Pouco depois de retornar, Pakyi começou a ficar perto da base do governo. Ele cozinha passarinhos que os agentes pegam para ele e tenta jogar futebol, batendo na bola com as mãos. Ele e Rita ainda têm um relacionamento tenso, mas todas as noites ele dorme com uma coruja de pelúcia que ela lhe deu.

Tamanduá, porém, desapareceu. Em junho, Candor, acompanhado pelo The New York Times, voltou à base. Encontrou o abrigo com os dois pares de pegadas a apenas 30 minutos de caminhada na floresta.

Para Candor, era a prova de que Tamanduá ainda estava vivo — uma descoberta que pode ser crucial para as proteções.

Ainda assim, a criação de uma reserva indígena Piripkura poderia salvar esta parte da floresta, mas não os Piripkura.

Vários anos atrás, Candor trouxe Pakyi e Tamanduá para a aldeia de outro grupo indígena que falava uma língua semelhante. Candor esperava inspirá-los.

Os antropólogos considerariam qualquer descendência dos dois homens outra geração Piripkura. Ele não acha que Pakyi, com sua idade e temperamento, irá procriar. Mas ele acredita que Tamanduá pode.

— Se houvesse uma faísca entre ele e uma das garotas lá, com certeza — disse Candor.

Mas, na aldeia, as mulheres estavam mais interessadas em seus smartphones.

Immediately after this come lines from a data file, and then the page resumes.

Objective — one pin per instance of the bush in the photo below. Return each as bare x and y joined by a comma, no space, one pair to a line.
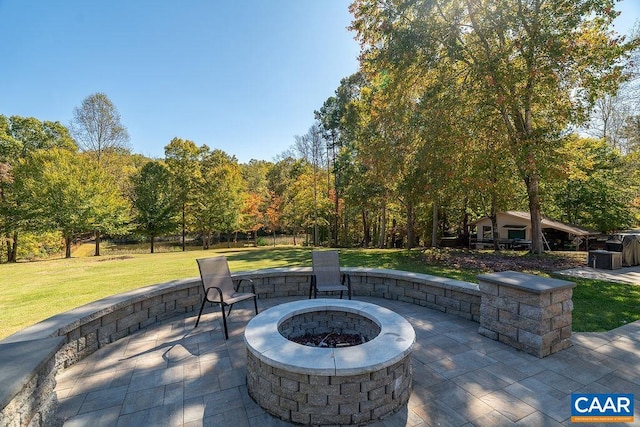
34,246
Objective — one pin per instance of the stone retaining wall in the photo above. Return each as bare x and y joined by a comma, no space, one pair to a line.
92,326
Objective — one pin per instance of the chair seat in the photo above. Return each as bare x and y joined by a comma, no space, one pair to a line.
331,288
238,296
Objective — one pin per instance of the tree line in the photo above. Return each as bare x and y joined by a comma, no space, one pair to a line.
460,110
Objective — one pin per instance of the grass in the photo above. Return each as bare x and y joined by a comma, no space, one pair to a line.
31,292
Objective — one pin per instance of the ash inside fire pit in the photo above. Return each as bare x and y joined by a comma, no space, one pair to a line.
332,340
329,328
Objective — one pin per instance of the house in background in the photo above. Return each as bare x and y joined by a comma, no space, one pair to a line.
514,230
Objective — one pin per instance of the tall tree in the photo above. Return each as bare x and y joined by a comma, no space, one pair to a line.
59,192
219,188
20,137
595,175
182,159
156,207
96,126
538,64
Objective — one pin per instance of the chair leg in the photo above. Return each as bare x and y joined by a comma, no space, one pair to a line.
224,322
200,314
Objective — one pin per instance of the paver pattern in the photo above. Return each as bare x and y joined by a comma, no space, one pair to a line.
171,374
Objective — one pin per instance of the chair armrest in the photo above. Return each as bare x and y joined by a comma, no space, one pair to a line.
312,284
345,276
253,288
219,293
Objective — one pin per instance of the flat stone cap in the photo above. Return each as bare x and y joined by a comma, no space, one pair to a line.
265,342
526,282
21,361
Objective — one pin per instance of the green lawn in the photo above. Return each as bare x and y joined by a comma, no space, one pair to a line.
30,292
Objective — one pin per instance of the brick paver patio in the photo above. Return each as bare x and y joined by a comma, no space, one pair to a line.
172,374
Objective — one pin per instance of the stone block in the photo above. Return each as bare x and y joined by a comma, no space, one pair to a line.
530,340
531,312
116,315
300,418
132,319
349,408
448,303
567,306
325,419
561,295
561,321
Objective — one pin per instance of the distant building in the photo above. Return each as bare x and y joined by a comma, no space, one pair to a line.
514,231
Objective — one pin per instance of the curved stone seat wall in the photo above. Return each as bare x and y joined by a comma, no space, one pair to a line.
83,330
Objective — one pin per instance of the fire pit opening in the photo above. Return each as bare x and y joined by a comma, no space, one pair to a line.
299,381
335,328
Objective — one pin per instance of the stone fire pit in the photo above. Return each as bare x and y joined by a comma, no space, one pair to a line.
319,385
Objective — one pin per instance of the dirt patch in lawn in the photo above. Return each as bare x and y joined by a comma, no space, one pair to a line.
492,261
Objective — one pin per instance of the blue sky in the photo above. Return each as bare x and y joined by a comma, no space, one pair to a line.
241,76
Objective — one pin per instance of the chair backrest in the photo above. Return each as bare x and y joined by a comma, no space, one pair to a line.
214,272
326,267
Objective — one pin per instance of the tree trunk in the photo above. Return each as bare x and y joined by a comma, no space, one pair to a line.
495,233
184,245
12,247
97,251
365,228
434,225
410,226
383,227
67,246
13,252
533,192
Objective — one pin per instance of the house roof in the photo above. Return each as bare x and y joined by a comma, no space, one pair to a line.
546,223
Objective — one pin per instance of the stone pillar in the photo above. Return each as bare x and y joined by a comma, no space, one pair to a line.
530,313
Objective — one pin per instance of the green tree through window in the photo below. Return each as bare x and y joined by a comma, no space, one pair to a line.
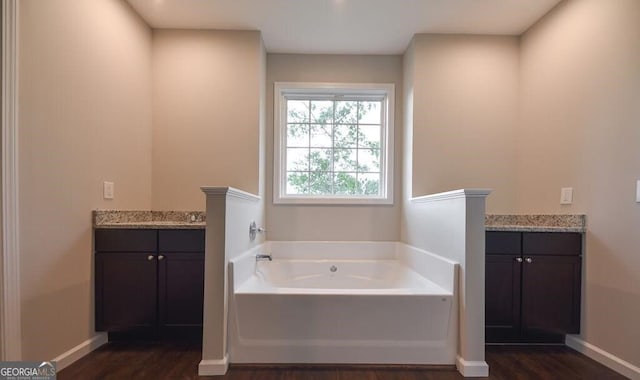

— (Elas estavam) envolvidas em tecnologia — resumiu. — Não vão querer vir para esta vida aqui, perambulando pela floresta.

Quanto a Rita, grande parte da floresta tropical onde sua família viveu foi arrasada. Assim como a área sagrada onde seu povo, incluindo ela, deu à luz.

Se haveria outro nascimento de Piripkura, ela disse, dependia de uma pessoa: Tamanduá.

— Temos que encontrá-lo — disse ela.